These new provisions are expected to be published before December 14, 2025, and while it has been informally claimed that compliance with the Silla Law will not be audited until its scope is clarified, this does not exempt employers from their obligations.

The Provisions impose, among others, the following obligations on employers:

  1. Conduct a risk analysis and integrate it into the occupational health and safety diagnosis or program, or into the corresponding preventive and corrective actions.
  2. Record in the minutes of the health and safety committee's inspections the risks detected for each worker who remains standing during their shift, as well as the preventive measures to be applied.
  3. Determine the level of risk to which each worker is exposed through the scoring procedure provided for in the Provisions.
  4. Provide the most suitable type of seat or chair with backrest: high bench or coat rack type: if standing with occasional support is required; medium back high chair: to alternate postures; adjustable ergonomic chair: whether the task can be done sitting down; or footrest: if the seat height requires it.
  5. Inform workers about the risks to which they are exposed and the preventive measures implemented in the workplace.
  6. Mark areas where seats or chairs with backrests are located when these are different from the workplace.
  7. Refer workers exposed to standing to medical attention when they experience symptoms of discomfort or impairment that may be related to their posture.

In view of the above, employers are urged to i) assess the risks to which workers who remain standing during their workday are exposed; ii) adapt its internal regulations in accordance with the obligations arising from the Silla Law; as well as (iii) monitor the publication of this new version of the Provisions, as this may change the strategy that was defined to comply with the law in question.

Santamarina Steta Podcast: The biometric CURP: Advantages and Privacy Concerns

The Biometric CURP: advantages and privacy concerns

In this episode of Legal Evolution, we are joined by Juan Carlos Machorro, a partner at our firm, and one of our most frequent guests, María Elena Abraham, to discuss the new regulations regarding the Unique Population Registry Code (CURP). The CURP was established in the 1990s to facilitate population registration and the identification of both Mexican citizens and foreigners in the country. Following several new regulations, the CURP will now include individuals' biometric data. We spoke with María Elena about various arguments in favor of this supposed strengthening of the CURP, and some of the concerns it has raised regarding privacy and data handling.

Amparo Law

Reform to the Amparo Law, the Federal Tax Code, and the Organic Law of the Federal Court of Administrative Justice: Procedural Modernization and Adjustments in Tax Matters

On October 16, 2025, it was published in the evening edition of the Official Gazette of the Federation,
a decree that reforms and adds various provisions to the Amparo Law, the Tax Code of
the Federation (“CFF”) and the Organic Law of the Federal Court of Administrative Justice
(“TFJA”). On paper, the central objective of the reform is to modernize procedures
judicial, incorporate the use of electronic means in procedural actions, regulate with
greater precision in the suspension of the claimed act and delimit the origin of the protection in matters
prosecutors and human rights protection.

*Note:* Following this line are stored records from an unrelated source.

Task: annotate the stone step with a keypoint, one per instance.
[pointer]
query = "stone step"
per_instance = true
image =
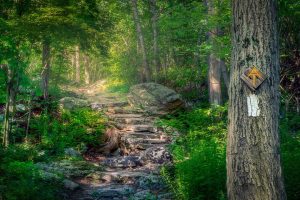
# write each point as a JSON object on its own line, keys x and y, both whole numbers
{"x": 133, "y": 140}
{"x": 127, "y": 116}
{"x": 124, "y": 110}
{"x": 145, "y": 135}
{"x": 100, "y": 106}
{"x": 135, "y": 121}
{"x": 114, "y": 192}
{"x": 140, "y": 128}
{"x": 123, "y": 162}
{"x": 121, "y": 176}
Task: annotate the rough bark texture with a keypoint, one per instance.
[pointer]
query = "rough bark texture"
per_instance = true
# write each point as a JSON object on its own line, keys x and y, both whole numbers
{"x": 224, "y": 72}
{"x": 77, "y": 65}
{"x": 214, "y": 71}
{"x": 154, "y": 18}
{"x": 146, "y": 68}
{"x": 253, "y": 159}
{"x": 46, "y": 68}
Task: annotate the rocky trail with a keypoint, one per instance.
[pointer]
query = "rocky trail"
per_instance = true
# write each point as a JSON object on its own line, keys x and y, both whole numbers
{"x": 132, "y": 169}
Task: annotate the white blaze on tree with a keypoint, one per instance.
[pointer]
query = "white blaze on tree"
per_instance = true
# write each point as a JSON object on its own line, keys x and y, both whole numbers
{"x": 253, "y": 108}
{"x": 253, "y": 158}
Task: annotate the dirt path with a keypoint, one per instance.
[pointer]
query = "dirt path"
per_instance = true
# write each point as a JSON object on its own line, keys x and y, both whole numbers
{"x": 133, "y": 170}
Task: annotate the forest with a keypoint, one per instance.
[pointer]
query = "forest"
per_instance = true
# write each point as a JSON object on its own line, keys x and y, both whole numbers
{"x": 149, "y": 99}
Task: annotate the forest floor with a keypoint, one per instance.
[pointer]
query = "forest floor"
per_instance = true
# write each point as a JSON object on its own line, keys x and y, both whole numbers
{"x": 132, "y": 170}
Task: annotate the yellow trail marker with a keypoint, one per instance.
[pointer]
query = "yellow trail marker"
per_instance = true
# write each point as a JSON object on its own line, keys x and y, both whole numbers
{"x": 253, "y": 74}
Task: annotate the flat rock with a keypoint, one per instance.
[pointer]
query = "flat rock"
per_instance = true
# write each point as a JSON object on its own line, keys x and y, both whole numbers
{"x": 154, "y": 98}
{"x": 157, "y": 155}
{"x": 72, "y": 102}
{"x": 114, "y": 191}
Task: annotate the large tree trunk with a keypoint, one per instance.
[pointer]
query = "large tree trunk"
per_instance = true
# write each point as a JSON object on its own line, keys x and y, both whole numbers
{"x": 146, "y": 68}
{"x": 46, "y": 69}
{"x": 154, "y": 18}
{"x": 253, "y": 158}
{"x": 214, "y": 71}
{"x": 77, "y": 64}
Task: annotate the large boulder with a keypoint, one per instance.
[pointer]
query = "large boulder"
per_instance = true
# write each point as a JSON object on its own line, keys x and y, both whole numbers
{"x": 154, "y": 97}
{"x": 72, "y": 102}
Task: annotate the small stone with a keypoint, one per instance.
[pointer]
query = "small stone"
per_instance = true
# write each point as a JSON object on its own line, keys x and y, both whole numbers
{"x": 72, "y": 152}
{"x": 70, "y": 185}
{"x": 157, "y": 155}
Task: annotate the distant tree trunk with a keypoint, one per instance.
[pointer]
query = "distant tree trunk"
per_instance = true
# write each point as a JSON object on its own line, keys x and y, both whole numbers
{"x": 214, "y": 71}
{"x": 253, "y": 157}
{"x": 224, "y": 72}
{"x": 11, "y": 92}
{"x": 46, "y": 69}
{"x": 86, "y": 70}
{"x": 7, "y": 110}
{"x": 72, "y": 71}
{"x": 146, "y": 68}
{"x": 154, "y": 18}
{"x": 77, "y": 64}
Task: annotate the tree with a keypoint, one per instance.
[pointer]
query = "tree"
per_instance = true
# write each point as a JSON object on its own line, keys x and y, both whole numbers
{"x": 214, "y": 67}
{"x": 253, "y": 159}
{"x": 77, "y": 65}
{"x": 46, "y": 57}
{"x": 146, "y": 69}
{"x": 154, "y": 18}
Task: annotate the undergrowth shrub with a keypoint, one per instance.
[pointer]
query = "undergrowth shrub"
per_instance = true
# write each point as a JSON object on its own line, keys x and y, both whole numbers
{"x": 20, "y": 179}
{"x": 290, "y": 154}
{"x": 80, "y": 128}
{"x": 199, "y": 170}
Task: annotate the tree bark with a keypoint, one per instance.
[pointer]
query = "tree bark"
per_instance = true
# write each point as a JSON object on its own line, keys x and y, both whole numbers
{"x": 214, "y": 71}
{"x": 224, "y": 72}
{"x": 146, "y": 68}
{"x": 77, "y": 64}
{"x": 46, "y": 69}
{"x": 253, "y": 158}
{"x": 154, "y": 18}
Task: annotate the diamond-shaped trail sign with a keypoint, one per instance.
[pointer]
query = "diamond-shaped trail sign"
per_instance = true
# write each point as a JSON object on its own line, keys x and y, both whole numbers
{"x": 253, "y": 77}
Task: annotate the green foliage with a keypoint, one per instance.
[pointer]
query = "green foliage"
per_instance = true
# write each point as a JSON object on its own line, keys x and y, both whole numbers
{"x": 20, "y": 179}
{"x": 80, "y": 128}
{"x": 290, "y": 151}
{"x": 199, "y": 155}
{"x": 199, "y": 171}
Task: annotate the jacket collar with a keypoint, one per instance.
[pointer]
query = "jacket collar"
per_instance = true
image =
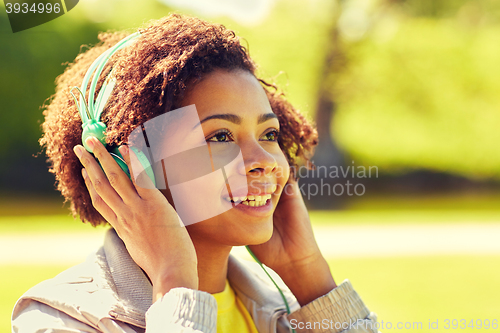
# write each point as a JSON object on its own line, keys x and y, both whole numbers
{"x": 250, "y": 283}
{"x": 110, "y": 284}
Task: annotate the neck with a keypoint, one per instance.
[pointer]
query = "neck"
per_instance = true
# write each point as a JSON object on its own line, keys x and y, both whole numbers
{"x": 212, "y": 265}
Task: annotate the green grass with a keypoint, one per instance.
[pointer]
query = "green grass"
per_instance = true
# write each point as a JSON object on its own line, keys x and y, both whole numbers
{"x": 404, "y": 289}
{"x": 419, "y": 289}
{"x": 43, "y": 224}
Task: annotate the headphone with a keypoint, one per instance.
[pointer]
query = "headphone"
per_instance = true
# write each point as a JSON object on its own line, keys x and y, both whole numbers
{"x": 90, "y": 112}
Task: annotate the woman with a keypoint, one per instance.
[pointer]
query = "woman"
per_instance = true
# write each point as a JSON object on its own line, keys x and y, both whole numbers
{"x": 163, "y": 271}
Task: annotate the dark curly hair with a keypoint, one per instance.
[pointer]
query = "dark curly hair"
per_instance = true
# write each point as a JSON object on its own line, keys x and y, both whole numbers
{"x": 153, "y": 75}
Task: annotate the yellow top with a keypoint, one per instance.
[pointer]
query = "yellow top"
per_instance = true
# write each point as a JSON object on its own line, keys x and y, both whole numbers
{"x": 232, "y": 316}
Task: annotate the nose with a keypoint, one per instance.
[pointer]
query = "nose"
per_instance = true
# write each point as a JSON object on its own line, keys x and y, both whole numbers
{"x": 257, "y": 161}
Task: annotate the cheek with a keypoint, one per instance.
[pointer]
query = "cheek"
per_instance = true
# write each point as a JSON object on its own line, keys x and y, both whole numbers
{"x": 283, "y": 168}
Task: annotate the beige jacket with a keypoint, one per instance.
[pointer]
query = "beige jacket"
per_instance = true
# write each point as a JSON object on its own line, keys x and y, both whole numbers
{"x": 110, "y": 293}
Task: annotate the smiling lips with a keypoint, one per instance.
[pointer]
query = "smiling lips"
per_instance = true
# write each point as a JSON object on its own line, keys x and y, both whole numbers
{"x": 252, "y": 200}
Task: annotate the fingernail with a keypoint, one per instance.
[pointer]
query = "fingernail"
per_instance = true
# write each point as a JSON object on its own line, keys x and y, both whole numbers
{"x": 90, "y": 142}
{"x": 78, "y": 151}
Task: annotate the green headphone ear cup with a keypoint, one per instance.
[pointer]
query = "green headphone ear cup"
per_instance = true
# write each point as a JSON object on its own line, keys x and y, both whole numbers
{"x": 96, "y": 129}
{"x": 145, "y": 164}
{"x": 115, "y": 153}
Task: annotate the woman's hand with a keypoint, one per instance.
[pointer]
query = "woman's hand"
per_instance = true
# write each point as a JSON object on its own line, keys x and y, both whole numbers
{"x": 143, "y": 218}
{"x": 292, "y": 251}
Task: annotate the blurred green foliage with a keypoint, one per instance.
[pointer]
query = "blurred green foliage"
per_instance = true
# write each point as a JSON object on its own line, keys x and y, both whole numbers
{"x": 421, "y": 90}
{"x": 425, "y": 98}
{"x": 418, "y": 90}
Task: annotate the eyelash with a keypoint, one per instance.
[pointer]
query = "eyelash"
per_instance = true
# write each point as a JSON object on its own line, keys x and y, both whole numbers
{"x": 230, "y": 135}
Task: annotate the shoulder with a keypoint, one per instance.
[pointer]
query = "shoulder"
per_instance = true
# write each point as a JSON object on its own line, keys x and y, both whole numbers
{"x": 76, "y": 293}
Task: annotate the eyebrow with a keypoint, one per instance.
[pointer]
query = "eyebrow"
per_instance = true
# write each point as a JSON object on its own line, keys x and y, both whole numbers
{"x": 237, "y": 119}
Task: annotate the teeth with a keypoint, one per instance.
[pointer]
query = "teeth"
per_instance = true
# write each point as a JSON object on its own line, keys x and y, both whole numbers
{"x": 251, "y": 200}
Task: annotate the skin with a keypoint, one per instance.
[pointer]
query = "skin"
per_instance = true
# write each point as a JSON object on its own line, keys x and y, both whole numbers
{"x": 196, "y": 256}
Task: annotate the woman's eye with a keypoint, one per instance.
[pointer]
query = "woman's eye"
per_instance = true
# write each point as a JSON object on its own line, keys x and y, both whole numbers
{"x": 271, "y": 135}
{"x": 220, "y": 137}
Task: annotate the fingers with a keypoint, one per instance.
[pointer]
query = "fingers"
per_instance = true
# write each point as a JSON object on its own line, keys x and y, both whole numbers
{"x": 116, "y": 177}
{"x": 97, "y": 201}
{"x": 96, "y": 176}
{"x": 143, "y": 184}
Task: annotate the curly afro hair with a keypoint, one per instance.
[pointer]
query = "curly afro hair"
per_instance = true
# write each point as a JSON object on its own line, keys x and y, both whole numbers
{"x": 153, "y": 74}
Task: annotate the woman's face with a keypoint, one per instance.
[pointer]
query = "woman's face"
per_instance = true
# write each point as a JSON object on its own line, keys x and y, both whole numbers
{"x": 241, "y": 133}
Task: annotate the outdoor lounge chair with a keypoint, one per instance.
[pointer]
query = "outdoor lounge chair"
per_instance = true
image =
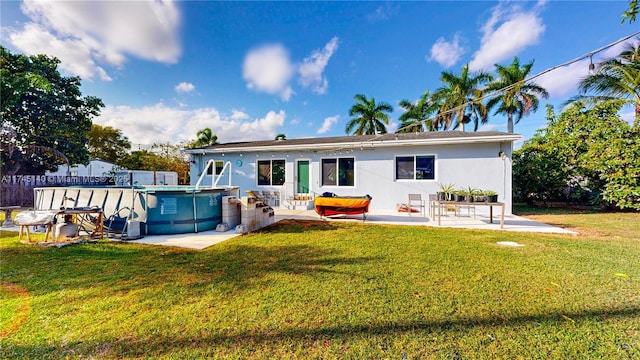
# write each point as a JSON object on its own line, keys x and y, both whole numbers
{"x": 415, "y": 200}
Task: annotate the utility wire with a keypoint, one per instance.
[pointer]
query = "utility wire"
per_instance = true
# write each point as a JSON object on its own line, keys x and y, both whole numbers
{"x": 582, "y": 57}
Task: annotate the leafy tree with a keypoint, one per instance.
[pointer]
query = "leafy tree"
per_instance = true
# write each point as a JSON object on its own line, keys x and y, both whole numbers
{"x": 45, "y": 112}
{"x": 588, "y": 150}
{"x": 515, "y": 96}
{"x": 632, "y": 12}
{"x": 418, "y": 116}
{"x": 460, "y": 99}
{"x": 161, "y": 157}
{"x": 616, "y": 78}
{"x": 371, "y": 116}
{"x": 107, "y": 143}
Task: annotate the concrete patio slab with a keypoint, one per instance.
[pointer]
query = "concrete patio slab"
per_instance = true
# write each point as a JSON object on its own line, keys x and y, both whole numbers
{"x": 196, "y": 241}
{"x": 203, "y": 240}
{"x": 480, "y": 221}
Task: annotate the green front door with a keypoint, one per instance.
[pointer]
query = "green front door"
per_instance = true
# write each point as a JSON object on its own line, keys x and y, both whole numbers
{"x": 302, "y": 185}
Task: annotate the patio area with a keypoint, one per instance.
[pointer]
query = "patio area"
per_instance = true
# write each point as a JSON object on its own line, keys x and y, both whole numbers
{"x": 203, "y": 240}
{"x": 463, "y": 221}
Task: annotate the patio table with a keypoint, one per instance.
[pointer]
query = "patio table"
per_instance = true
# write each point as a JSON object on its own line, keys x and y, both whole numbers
{"x": 464, "y": 203}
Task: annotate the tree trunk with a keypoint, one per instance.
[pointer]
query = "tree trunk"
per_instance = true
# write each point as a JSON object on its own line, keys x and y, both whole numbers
{"x": 510, "y": 123}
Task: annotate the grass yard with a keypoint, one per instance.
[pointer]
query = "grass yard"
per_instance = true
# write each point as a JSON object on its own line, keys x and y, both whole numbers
{"x": 325, "y": 290}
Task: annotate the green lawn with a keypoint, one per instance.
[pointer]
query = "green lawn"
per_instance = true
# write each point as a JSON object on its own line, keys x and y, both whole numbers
{"x": 326, "y": 290}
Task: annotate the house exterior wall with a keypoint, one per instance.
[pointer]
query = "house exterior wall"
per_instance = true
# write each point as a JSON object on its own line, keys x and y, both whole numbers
{"x": 467, "y": 164}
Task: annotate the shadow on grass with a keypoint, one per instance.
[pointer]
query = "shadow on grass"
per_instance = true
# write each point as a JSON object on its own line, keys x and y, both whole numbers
{"x": 297, "y": 226}
{"x": 127, "y": 267}
{"x": 167, "y": 346}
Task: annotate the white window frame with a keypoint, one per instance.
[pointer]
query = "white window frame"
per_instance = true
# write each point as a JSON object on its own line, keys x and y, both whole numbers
{"x": 415, "y": 172}
{"x": 284, "y": 180}
{"x": 337, "y": 159}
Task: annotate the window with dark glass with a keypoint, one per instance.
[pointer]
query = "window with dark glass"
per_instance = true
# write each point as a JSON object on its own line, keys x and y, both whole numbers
{"x": 415, "y": 168}
{"x": 338, "y": 172}
{"x": 271, "y": 172}
{"x": 219, "y": 164}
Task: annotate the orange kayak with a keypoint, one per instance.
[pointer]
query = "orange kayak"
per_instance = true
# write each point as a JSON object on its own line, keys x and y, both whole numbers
{"x": 337, "y": 205}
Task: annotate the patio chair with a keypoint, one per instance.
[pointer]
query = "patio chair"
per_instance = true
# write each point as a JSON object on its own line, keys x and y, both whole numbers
{"x": 268, "y": 197}
{"x": 256, "y": 194}
{"x": 416, "y": 200}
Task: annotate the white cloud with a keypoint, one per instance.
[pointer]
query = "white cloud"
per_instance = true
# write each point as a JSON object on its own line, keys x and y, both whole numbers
{"x": 74, "y": 54}
{"x": 185, "y": 87}
{"x": 268, "y": 69}
{"x": 564, "y": 81}
{"x": 507, "y": 32}
{"x": 159, "y": 123}
{"x": 328, "y": 123}
{"x": 382, "y": 13}
{"x": 239, "y": 115}
{"x": 313, "y": 66}
{"x": 393, "y": 126}
{"x": 83, "y": 34}
{"x": 446, "y": 53}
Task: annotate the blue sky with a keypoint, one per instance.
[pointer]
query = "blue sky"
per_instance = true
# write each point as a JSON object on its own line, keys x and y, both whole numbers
{"x": 251, "y": 70}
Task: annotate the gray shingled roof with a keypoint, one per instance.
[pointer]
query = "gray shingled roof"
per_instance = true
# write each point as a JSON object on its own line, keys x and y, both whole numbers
{"x": 434, "y": 135}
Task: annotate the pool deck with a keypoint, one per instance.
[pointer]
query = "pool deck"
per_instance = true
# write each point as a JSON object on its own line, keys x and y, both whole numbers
{"x": 206, "y": 239}
{"x": 203, "y": 240}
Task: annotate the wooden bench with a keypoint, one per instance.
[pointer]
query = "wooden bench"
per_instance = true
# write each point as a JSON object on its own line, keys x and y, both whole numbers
{"x": 7, "y": 215}
{"x": 35, "y": 218}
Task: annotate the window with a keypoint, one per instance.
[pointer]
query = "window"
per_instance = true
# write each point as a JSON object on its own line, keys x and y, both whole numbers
{"x": 270, "y": 172}
{"x": 415, "y": 168}
{"x": 338, "y": 172}
{"x": 219, "y": 164}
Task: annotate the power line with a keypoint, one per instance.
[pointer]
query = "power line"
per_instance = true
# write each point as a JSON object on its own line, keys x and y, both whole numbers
{"x": 582, "y": 57}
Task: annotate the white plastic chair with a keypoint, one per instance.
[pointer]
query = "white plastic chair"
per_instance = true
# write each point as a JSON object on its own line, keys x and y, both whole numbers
{"x": 416, "y": 199}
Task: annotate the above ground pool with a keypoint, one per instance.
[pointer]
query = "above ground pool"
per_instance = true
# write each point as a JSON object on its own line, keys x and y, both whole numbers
{"x": 158, "y": 209}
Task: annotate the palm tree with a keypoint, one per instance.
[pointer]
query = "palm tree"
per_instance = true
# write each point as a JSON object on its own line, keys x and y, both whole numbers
{"x": 417, "y": 116}
{"x": 206, "y": 137}
{"x": 460, "y": 99}
{"x": 617, "y": 78}
{"x": 372, "y": 117}
{"x": 514, "y": 95}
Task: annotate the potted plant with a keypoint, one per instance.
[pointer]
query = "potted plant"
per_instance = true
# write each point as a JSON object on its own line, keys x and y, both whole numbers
{"x": 491, "y": 196}
{"x": 446, "y": 192}
{"x": 458, "y": 195}
{"x": 469, "y": 193}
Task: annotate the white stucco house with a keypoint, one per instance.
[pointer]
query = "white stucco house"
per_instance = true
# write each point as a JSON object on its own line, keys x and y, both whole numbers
{"x": 387, "y": 167}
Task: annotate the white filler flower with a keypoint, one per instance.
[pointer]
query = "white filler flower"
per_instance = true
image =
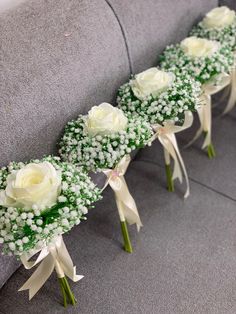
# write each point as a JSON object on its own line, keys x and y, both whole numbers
{"x": 199, "y": 47}
{"x": 33, "y": 185}
{"x": 105, "y": 119}
{"x": 151, "y": 82}
{"x": 219, "y": 17}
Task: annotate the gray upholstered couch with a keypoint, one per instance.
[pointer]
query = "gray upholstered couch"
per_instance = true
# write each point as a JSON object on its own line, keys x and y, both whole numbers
{"x": 57, "y": 59}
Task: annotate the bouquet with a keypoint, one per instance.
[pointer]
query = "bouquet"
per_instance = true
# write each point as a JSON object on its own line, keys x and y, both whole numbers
{"x": 163, "y": 99}
{"x": 208, "y": 62}
{"x": 220, "y": 24}
{"x": 101, "y": 142}
{"x": 39, "y": 202}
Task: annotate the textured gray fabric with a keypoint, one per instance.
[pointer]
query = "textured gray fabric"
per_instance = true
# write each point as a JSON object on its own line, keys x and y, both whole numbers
{"x": 150, "y": 25}
{"x": 184, "y": 259}
{"x": 58, "y": 58}
{"x": 199, "y": 167}
{"x": 229, "y": 3}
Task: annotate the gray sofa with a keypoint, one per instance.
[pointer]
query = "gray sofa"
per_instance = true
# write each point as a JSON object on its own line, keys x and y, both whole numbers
{"x": 58, "y": 59}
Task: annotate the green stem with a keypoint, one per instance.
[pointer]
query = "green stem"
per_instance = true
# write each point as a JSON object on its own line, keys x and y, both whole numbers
{"x": 66, "y": 292}
{"x": 63, "y": 291}
{"x": 210, "y": 149}
{"x": 125, "y": 233}
{"x": 170, "y": 183}
{"x": 70, "y": 294}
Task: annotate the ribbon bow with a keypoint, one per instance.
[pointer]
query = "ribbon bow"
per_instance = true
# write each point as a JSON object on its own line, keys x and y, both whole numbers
{"x": 166, "y": 136}
{"x": 125, "y": 203}
{"x": 52, "y": 256}
{"x": 232, "y": 96}
{"x": 204, "y": 108}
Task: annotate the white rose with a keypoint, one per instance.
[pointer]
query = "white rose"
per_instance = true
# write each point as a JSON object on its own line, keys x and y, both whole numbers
{"x": 105, "y": 119}
{"x": 151, "y": 82}
{"x": 199, "y": 47}
{"x": 34, "y": 184}
{"x": 219, "y": 17}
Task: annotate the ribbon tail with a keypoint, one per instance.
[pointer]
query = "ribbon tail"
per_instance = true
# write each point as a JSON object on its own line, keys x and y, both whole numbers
{"x": 40, "y": 276}
{"x": 65, "y": 261}
{"x": 166, "y": 141}
{"x": 175, "y": 145}
{"x": 200, "y": 130}
{"x": 126, "y": 205}
{"x": 207, "y": 121}
{"x": 232, "y": 98}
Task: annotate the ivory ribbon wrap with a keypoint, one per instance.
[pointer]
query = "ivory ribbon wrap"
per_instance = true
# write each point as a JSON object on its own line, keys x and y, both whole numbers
{"x": 166, "y": 136}
{"x": 232, "y": 95}
{"x": 51, "y": 256}
{"x": 125, "y": 203}
{"x": 204, "y": 108}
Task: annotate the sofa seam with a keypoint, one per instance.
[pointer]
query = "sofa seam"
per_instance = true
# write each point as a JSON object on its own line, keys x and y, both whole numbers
{"x": 191, "y": 179}
{"x": 123, "y": 35}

However, beyond its purpose, the reform
introduces adjustments that, in practice, could restrict citizens' scope for defense and
companies.

I. Digitalization and Electronic Media in the Amparo Trial.

The reform establishes the possibility of presenting promotions in both printed and printed formats.
electronic, favoring the use of the Online Services Portal of the Judiciary of the
Federation. Notifications to the parties and authorities should preferably be made by
electronic means, using the Electronic Signature, which will have the same legal effects
than the autograph signature. The integration of electronic and physical files is planned, as well as the
the obligation of authorities to create institutional profiles in the digital system. In reality,
These measures do not constitute an absolute innovation, since they respond to a practice that is already in place.
had been consolidating in recent years; the reform rather seeks to formalize its regulatory framework
and provide it with greater legal security, incorporating certain adjustments and technical improvements to
uniform its application in all jurisdictional bodies. However, it is guaranteed that the
access to justice is not conditioned to the use of digital media, allowing the presentation in
paper if the promoting party so decides.


II. Delimitation of the Concept of Legitimate Interest for the Admissibility of Protection.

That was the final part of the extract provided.